7. Pima County has some races worth watching in the general election
countywide in Pima County have a significant voter-registration advantage, but several of the races are worth following.
The race for sheriff is a rematch. In the Democratic primary for Pima County Sheriff, Chris Nanos, who was appointed the seat in 2015 but lost it after a procurement scandal erupted on his watch, captured 67 percent of the vote against Deputy Kevin Kubitskey, a union leader whose campaign erupted in scandal in July after his daughter accused him of abusing her.
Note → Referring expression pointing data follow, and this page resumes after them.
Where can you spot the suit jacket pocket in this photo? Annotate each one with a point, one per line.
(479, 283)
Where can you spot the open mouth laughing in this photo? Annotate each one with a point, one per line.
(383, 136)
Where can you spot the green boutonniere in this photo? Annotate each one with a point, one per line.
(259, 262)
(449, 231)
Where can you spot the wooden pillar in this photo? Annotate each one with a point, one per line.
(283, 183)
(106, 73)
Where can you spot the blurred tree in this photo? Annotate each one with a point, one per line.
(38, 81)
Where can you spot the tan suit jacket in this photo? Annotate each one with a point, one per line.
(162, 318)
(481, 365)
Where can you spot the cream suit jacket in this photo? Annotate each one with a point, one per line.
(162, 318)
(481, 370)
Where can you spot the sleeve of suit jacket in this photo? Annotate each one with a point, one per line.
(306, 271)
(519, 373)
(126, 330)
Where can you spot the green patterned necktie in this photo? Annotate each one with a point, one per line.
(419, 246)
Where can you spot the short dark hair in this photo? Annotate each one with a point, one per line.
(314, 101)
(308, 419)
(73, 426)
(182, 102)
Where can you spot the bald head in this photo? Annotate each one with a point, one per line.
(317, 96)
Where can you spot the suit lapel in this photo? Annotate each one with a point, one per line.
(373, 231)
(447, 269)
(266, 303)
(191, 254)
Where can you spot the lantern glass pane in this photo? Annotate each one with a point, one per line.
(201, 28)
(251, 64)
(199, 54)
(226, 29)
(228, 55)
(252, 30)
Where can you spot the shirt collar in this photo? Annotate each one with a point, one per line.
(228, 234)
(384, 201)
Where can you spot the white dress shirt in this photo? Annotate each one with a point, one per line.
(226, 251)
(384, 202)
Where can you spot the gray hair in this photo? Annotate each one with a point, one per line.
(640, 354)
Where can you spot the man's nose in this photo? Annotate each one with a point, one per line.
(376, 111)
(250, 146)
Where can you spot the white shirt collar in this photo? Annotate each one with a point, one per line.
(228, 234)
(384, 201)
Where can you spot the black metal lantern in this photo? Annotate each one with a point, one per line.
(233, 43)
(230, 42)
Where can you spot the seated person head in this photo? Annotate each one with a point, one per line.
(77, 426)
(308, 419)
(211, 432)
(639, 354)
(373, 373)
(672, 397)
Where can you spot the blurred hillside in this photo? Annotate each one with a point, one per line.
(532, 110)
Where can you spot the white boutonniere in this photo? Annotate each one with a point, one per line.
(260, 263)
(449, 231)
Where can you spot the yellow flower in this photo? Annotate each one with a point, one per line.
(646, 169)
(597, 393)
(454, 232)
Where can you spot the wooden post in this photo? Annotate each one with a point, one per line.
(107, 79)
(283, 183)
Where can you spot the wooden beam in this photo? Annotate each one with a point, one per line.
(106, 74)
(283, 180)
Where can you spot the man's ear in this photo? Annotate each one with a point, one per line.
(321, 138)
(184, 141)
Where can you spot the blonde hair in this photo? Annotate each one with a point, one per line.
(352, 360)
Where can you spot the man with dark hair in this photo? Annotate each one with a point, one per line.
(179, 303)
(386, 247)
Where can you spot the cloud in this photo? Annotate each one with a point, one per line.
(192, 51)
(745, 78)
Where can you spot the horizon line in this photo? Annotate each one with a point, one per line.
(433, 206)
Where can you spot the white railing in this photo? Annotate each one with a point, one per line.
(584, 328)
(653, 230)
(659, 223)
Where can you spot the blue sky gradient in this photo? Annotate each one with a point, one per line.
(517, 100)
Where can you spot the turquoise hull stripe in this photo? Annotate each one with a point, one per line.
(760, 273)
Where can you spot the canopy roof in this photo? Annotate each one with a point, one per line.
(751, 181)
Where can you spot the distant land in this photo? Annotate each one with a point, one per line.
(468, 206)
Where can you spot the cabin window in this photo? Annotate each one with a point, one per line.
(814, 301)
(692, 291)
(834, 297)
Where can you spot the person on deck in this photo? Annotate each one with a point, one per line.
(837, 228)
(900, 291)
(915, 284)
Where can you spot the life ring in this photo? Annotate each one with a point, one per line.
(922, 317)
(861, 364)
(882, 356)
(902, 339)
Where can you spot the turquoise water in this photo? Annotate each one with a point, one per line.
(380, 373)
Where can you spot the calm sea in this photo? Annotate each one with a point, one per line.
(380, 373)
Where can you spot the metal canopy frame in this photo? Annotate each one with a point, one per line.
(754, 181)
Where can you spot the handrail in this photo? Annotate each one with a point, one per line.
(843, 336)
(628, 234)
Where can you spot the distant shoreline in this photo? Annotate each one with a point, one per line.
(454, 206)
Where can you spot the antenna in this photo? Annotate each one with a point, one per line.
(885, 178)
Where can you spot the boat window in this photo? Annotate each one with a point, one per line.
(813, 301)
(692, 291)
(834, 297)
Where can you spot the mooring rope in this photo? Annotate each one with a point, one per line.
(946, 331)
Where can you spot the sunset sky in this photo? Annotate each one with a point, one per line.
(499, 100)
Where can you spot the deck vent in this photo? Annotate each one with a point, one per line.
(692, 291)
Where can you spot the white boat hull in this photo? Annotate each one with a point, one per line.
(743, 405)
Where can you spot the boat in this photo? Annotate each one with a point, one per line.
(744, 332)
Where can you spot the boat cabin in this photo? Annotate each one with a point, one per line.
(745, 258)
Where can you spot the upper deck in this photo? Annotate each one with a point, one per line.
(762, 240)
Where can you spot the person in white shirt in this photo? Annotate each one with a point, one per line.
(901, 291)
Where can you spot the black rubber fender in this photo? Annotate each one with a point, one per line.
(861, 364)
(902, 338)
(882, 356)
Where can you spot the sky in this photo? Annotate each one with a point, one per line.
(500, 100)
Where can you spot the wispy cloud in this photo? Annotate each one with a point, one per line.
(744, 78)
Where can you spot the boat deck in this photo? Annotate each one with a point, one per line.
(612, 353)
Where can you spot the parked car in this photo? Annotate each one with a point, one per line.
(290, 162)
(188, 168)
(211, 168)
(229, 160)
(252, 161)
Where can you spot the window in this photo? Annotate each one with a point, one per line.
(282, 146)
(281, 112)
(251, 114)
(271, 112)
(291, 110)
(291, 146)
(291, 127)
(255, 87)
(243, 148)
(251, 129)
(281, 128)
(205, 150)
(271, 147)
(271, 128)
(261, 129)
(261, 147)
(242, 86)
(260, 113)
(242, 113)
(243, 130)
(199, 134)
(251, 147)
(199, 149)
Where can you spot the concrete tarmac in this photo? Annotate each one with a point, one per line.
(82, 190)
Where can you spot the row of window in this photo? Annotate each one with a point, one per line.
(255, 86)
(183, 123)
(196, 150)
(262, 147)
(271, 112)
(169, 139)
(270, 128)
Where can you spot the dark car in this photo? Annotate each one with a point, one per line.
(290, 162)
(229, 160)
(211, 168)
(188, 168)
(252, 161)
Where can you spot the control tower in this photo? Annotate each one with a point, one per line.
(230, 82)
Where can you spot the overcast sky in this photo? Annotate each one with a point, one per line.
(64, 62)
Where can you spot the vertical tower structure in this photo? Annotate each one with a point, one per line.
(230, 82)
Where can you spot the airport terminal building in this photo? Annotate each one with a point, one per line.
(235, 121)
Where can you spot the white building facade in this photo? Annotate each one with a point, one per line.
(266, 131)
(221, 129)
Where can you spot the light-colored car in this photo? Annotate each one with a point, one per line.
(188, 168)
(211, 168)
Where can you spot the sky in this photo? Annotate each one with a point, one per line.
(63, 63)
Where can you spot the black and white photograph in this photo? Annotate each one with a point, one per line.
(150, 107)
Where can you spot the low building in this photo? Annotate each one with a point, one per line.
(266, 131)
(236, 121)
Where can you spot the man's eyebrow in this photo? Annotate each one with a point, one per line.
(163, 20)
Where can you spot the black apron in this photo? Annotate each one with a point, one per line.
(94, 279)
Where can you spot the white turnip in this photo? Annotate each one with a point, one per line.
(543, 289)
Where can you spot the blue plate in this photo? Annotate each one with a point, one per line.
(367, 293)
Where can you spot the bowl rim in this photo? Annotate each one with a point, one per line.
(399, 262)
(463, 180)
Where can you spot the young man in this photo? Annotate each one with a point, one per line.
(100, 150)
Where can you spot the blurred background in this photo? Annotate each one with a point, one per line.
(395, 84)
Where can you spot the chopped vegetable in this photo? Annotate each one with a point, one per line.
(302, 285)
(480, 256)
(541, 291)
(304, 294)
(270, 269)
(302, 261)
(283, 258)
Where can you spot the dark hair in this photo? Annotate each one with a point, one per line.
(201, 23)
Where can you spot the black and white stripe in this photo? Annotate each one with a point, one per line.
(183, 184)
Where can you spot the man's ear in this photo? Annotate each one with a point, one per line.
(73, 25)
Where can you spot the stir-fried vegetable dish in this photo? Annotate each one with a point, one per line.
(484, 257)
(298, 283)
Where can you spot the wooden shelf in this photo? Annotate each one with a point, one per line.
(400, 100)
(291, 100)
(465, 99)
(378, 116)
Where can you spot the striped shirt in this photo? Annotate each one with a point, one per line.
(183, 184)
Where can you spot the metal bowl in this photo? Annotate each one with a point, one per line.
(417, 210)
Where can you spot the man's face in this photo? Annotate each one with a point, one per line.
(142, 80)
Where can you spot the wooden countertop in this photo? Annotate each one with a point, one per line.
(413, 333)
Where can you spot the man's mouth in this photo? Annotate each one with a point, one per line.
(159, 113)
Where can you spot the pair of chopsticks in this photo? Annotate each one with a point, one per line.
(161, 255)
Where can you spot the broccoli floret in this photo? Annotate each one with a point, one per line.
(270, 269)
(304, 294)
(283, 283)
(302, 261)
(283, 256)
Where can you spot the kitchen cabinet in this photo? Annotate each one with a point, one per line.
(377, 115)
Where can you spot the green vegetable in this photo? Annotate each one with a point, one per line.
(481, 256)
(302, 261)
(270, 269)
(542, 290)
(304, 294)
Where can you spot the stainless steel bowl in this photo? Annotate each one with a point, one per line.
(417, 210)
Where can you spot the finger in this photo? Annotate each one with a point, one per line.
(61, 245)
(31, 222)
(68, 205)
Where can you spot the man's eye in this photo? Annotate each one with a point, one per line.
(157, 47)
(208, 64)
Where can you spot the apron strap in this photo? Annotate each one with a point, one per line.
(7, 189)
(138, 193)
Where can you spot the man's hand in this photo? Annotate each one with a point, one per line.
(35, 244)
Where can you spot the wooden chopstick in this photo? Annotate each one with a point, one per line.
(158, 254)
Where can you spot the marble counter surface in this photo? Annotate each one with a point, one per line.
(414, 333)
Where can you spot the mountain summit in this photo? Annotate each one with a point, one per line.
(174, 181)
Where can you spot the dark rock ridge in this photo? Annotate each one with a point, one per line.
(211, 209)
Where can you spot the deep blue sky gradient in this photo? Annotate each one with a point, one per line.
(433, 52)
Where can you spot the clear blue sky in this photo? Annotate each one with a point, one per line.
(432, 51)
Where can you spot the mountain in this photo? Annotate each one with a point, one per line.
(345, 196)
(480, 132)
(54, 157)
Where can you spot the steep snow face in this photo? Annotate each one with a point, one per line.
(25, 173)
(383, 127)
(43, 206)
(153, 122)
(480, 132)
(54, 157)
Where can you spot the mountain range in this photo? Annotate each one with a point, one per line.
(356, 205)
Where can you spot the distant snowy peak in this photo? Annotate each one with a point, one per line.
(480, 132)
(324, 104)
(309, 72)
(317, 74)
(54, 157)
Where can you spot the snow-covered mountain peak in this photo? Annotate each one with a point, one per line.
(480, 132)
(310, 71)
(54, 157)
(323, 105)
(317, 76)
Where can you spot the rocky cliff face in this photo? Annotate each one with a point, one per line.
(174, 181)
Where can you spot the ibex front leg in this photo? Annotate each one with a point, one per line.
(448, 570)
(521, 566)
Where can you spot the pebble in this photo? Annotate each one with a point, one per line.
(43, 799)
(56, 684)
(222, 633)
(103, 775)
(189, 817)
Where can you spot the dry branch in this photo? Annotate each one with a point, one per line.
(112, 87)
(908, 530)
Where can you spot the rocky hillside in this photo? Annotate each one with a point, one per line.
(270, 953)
Nanos' win sets up a rematch against Republican Mark Napier, who defeated Nanos four years ago.
"The primary was a good first step and we're very excited. The win certainly helps jazz the team up," Nanos said. "We have a lot of work ahead of us."
In the primary race between two Democrats who are seeking to replace the retiring F. Ann Rodriguez as Pima County's chief keeper of records, Gabriella Cázares-Kelly, an organizer with Indivisible Tohono, won 64 percent of the vote against Kim Challender, who has worked as Rodriguez's chief deputy.
Cázares-Kelly will face Republican Benny White, a longtime GOP activist who has served on the county's Election Integrity Committee.
In the primary to replace the retiring Assessor Bill Staples, Suzanne Drobie won 58 percent of the vote against Brian Johnson and Dustin Walters. She faces no Republican opposition for the seat.
Republican incumbent Treasurer Beth Ford was unopposed in her primary race. She'll face Democrat Brian Bickel in November.